Only the website belongs in the Organization layer. All implementation lives in Foundations (the standard and SDKs), Product (the domain-specific signed data offerings), or Operations (the private runtime that builds, signs, and deploys).

The simplified trust statement:

Issuer (https://signed-data.org)  holds private key
       │ signs every event
Consumer (any app, Claude)        holds public key
       └── verifies every event

The issuer says: “I fetched this data from that source, at this time. The payload has not changed since I signed it.”

The consumer does not need to trust the transport, the database, the queue, or any intermediary. The signature is the only trust anchor.

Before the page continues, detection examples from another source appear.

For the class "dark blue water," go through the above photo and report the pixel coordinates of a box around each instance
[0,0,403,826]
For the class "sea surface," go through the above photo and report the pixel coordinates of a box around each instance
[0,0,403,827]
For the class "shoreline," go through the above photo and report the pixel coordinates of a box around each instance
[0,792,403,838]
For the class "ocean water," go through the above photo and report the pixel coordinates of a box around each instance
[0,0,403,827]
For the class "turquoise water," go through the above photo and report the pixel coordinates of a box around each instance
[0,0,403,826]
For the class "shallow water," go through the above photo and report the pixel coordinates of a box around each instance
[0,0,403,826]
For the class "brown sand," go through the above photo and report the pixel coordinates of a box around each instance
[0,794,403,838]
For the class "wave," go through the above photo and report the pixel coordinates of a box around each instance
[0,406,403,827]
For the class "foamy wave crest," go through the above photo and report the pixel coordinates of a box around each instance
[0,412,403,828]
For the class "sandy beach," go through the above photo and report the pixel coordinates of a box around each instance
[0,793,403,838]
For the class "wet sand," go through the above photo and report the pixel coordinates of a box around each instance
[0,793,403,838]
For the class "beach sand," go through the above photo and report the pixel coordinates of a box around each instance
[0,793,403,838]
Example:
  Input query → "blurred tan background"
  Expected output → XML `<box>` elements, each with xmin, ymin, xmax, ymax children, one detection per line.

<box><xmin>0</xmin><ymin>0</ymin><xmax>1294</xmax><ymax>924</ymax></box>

This is the same model as code signing, X.509 certificates, and GPG. The innovation is applying it to real-time curated data feeds.

MCP layer

An MCP server is a CDS consumer with a Model Context Protocol interface on top. It verifies events, wraps them in tool responses, and exposes them to Claude or any other MCP-compatible LLM client.

Claude Desktop
      │ MCP (Streamable HTTP / SSE / stdio)
MCP server (FastMCP)
      │ CDSVerifier.verify()
      │ CDSEvent JSON-LD
      └── returns dict to Claude

The MCP server does not hold the private key. It only verifies.

Tip

The deployed products at *.mcp.signed-data.org are stateless verifying consumers. Every event you receive can be re-verified locally with the public key — you do not have to trust the endpoint.

Reference deployment

The reference operator deployment at signed-data.org runs each domain as a small set of services:

• Public MCP services — finance.mcp.signed-data.org, commodities.mcp.signed-data.org, companies.mcp.signed-data.org, served over Streamable HTTP from a shared ALB
• Scheduled ingestors — fetch upstream APIs, sign events with the issuer key, persist to S3, fan out via EventBridge
• Shared platform — single signing key in Secrets Manager, single events bucket, single EventBridge bus
• Linked Data endpoints — https://signed-data.org/vocab/..., /sources/..., /contexts/..., /.well-known/cds-public-key.pem, served from CloudFront + S3

Source code for the public product logic lives in signed-data/cds under mcp/{finance,commodities,companies,lottery}. The private operator infrastructure lives in a separate deployment repo and provides only the AWS runtime wrappers — image build, signing, ECS task definitions, CI/CD, secrets wiring, and observability.